The elite agency, which investigates terror cases, said these separatists - all key members of the Hurriyat and one of who is the son-in-law of Hurriyat hardliner Syed Ali Shah Geelani - were in touch with stone-pelters, about 60 of who have been identified.
Investigators have tracked their communication to locations where protests erupted with crowds throwing stones at security personnel, often to disrupt operations against terrorists, the NIA said, as it produced the seven in court.
While Bitta Karate or Farooq Ahmed Dar, a former militant accused of several killings but let off by court because of lack of evidence, was arrested from Delhi, the others were arrested in Srinagar on Monday and were brought to the national capital.

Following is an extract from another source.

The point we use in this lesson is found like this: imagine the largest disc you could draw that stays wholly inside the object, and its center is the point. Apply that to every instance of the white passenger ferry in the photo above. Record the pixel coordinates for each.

They include Geelani's son-in-law Altaf Ahmed Shah, three key aides Ayaz Akbar, Mehrajuddin Kalwal and Bashir Ahmad Bhat and Nayeem Khan and Shahid-ul-Islam, a close associate of Mirwaiz Umar Farooq, seen as a moderate among separatists.
"Evidence collected so far clearly proves a financial trail as well as a direct link between terror activities and funding from Pakistan-based terror groups," NIA spokesman Alok Mittal had said on Monday.
The arrests were made after a two-month-long investigation and several rounds of questioning in Srinagar and Delhi. Geelani's son-in-law was interrogated for two weeks.
India has, for years, accused Pakistan of funding, arming and training Kashmiri separatists but this is the first time that so many senior members of the Hurriyat Conference have been arrested on charges of receiving money from Pakistan.
The NIA first information report names as an accused Pakistan-based terrorist Hafiz Saeed, who heads the Jamaat-ud-Dawah, a front for the Lashkar-e-Taiba (LeT), and also the Hurriyat Conference and terror outfit Hizbul Mujahideen.